Mourir pour Kiev?

Fouad Laroui.

ChroniqueJe ne dis pas que les Russes ont eu raison d’envahir l’Ukraine. Je dis qu’on n’a pas le droit de les condamner si l’on n’a pas d’abord entendu leur version des faits, c’est-à-dire leur récit.

Le 12/03/2025 à 11h57

Le journal Le Monde a publié, dans son édition datée du 9/10 mars, un article intitulé «Les médias Bolloré défendent ouvertement la Russie». Une page entière est consacrée à la dénonciation de ce supposé tropisme russe de la chaîne de télévision CNews et de la maison d’édition Fayard, toutes deux contrôlées par le milliardaire breton Vincent Bolloré.

Il y a quelque chose d’extraordinaire dans cette attaque. Le Monde ne cesse de donner des leçons -en particulier à notre pays- au sujet des libertés d’opinion et d’expression, mais il semble que ces libertés s’arrêtent là où commence le conflit qui oppose la Russie à l’Ukraine. Là, il faudrait faire front commun contre l’ours moscovite, chargé de tous les péchés du monde. Il faudrait étouffer toute voix qui exprimerait une opinion dissidente.

D’ailleurs, quelle fut la première décision prise par les pays européens après l’invasion de l’Ukraine par la Russie, le 24 février 2022? Ce fut de bannir la chaîne Russia Today du sol européen. La raison? RT diffusait, nous dit-on, la propagande du Kremlin. Très bien. Mais à ce compte, il faudrait interdire tous les médias, vu qu’ils ont tous une ligne politique -et donc font de la propagande aux yeux de leurs adversaires.

La question dépasse le cas Russia Today. Il s’agit plus généralement du récit russe, qui disparut complètement en Europe en février 2022. Il réapparaît aujourd’hui, petit à petit, pour la simple raison que l’homme le plus puissant du monde, le président des États-Unis d’Amérique, a rappelé ce qu’on avait fait semblant d’oublier: dans tout conflit, il y a deux récits.

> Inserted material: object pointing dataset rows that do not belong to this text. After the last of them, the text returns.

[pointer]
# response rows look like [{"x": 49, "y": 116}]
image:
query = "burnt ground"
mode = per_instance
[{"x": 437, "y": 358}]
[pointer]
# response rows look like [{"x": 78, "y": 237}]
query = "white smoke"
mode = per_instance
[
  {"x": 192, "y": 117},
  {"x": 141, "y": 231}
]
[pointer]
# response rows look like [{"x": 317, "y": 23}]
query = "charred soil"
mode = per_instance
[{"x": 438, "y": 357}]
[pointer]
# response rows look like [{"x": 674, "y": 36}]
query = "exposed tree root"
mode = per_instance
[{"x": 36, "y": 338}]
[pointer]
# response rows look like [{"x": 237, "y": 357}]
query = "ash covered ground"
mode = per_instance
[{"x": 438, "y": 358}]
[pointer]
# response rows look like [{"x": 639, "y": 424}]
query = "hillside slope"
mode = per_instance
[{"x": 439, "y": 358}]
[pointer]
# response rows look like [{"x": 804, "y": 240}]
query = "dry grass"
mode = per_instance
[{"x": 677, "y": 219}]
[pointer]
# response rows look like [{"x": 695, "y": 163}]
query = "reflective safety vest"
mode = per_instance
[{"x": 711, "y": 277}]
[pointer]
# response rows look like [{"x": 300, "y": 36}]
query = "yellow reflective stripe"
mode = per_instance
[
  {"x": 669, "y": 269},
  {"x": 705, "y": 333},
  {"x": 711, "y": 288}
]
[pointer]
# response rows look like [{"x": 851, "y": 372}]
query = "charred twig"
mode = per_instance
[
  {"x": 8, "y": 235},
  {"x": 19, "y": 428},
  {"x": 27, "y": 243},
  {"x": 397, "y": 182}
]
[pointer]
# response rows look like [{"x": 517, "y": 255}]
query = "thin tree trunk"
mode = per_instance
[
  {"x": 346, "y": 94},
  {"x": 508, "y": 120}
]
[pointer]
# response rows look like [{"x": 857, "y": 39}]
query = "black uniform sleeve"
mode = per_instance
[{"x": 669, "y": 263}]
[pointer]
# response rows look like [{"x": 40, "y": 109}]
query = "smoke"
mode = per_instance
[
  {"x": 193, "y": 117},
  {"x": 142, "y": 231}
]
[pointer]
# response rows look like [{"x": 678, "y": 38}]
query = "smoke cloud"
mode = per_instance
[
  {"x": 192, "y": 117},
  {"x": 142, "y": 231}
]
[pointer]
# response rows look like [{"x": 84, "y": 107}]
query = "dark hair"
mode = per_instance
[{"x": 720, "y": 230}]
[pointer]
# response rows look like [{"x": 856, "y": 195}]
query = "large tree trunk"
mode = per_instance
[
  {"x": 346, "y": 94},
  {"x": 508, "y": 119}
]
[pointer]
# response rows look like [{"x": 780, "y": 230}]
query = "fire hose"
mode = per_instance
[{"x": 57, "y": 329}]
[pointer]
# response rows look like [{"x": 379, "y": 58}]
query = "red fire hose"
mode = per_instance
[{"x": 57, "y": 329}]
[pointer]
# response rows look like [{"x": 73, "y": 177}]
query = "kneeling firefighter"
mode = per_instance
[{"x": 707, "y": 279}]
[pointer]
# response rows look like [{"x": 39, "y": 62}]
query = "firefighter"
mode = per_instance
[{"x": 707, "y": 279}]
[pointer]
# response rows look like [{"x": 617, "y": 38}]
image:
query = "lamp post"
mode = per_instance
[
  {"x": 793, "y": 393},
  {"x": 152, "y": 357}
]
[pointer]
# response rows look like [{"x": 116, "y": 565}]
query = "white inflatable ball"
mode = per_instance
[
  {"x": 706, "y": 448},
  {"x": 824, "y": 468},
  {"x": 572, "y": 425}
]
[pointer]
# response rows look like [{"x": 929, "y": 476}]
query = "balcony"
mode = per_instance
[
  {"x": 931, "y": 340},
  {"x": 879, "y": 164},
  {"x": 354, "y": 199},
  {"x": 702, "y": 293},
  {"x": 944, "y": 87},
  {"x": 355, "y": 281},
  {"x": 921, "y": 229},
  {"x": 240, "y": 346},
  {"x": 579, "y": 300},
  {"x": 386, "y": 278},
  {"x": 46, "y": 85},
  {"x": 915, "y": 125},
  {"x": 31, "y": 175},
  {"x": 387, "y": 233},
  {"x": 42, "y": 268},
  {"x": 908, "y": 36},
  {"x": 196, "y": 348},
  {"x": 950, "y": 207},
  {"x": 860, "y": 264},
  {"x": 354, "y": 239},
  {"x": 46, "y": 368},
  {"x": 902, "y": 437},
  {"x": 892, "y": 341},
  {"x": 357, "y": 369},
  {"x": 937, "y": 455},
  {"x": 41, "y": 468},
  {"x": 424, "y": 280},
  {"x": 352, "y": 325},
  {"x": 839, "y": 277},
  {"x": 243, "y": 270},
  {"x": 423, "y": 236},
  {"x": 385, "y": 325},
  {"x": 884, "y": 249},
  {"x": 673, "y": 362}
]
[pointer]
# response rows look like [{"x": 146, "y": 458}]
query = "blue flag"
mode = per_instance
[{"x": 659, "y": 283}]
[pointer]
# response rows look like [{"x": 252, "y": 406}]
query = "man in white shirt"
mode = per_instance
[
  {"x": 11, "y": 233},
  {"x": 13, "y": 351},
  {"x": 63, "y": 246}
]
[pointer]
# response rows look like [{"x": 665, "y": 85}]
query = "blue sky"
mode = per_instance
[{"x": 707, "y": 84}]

Le récit ukrainien a été abondamment relayé. Le voici: le 24 février 2022, Vladimir Poutine a lancé ses troupes vers Kiev pour reconquérir l’Ukraine, qui s’était détachée de l’Union soviétique en 1991. Cette attaque, injustifiable, faisait d’ailleurs partie d’un plan plus vaste qui comprenait la conquête ultérieure de la Moldavie, de la Pologne, des pays baltes, etc.

Et le récit russe?

Commençons par un fait incontestable: le 21 février 2019, les dirigeants ukrainiens ont modifié la Constitution de leur pays. L’adhésion à l’Otan est désormais inscrite dans la Loi fondamentale, en toutes lettres, en tant qu’objectif à atteindre.

Or, disent les Russes, l’Otan est une coalition d’États dirigée contre nous. La véritable agression, ce sont donc les dirigeants ukrainiens qui l’ont commise en annonçant leur future adhésion. Si ça s’était concrétisé, il y aurait eu une base de l’Otan (avec des soldats américains, anglais, allemands (!)…) à Marioupol, à quelques kilomètres de notre frontière. Pire: notre flotte militaire, tout entière basée à Sébastopol, aurait pu être coulée en quelques minutes si l’Otan avait installé une base en face, à Odessa. Dès son adhésion -qui pouvait se produire d’un jour à l’autre-, l’Ukraine aurait été protégée par les autres membres, y compris les États-Unis et leur arsenal nucléaire, et nous n’aurions plus pu agir. Nous étions donc obligés d’intervenir avant que cette catastrophe géostratégique ne se réalise.

Soyons clair: je ne dis pas que les Russes ont eu raison d’envahir l’Ukraine. Je dis qu’on n’a pas le droit de les condamner si l’on n’a pas d’abord entendu leur version des faits, c’est-à-dire leur récit. Or leur récit a été tout simplement interdit en Europe -le continent de la liberté d’expression… Et c’est pourquoi l’opinion publique européenne, désinformée, semble accepter qu’on s’achemine vers la guerre avec la Russie, une guerre qui pourrait déboucher sur un cataclysme nucléaire -et nous anéantir, nous aussi, alors que nous n’avons rien à voir avec cette affaire. Un Marocain doit-il mourir pour Kiev? Et si les Européens avaient eu le même accès au récit russe qu’au récit ukrainien, seraient-ils prêts à périr pour Zelensky?

Au lieu d’attaquer les médias Bolloré, Le Monde ferait mieux de publier, sur une double page, le récit ukrainien à gauche et le récit russe à droite. Tous les médias devraient d’ailleurs faire de même. Et ce n’est qu’ensuite qu’on demanderait aux gens leur avis.

Ça s’appelle la démocratie, chers confrères.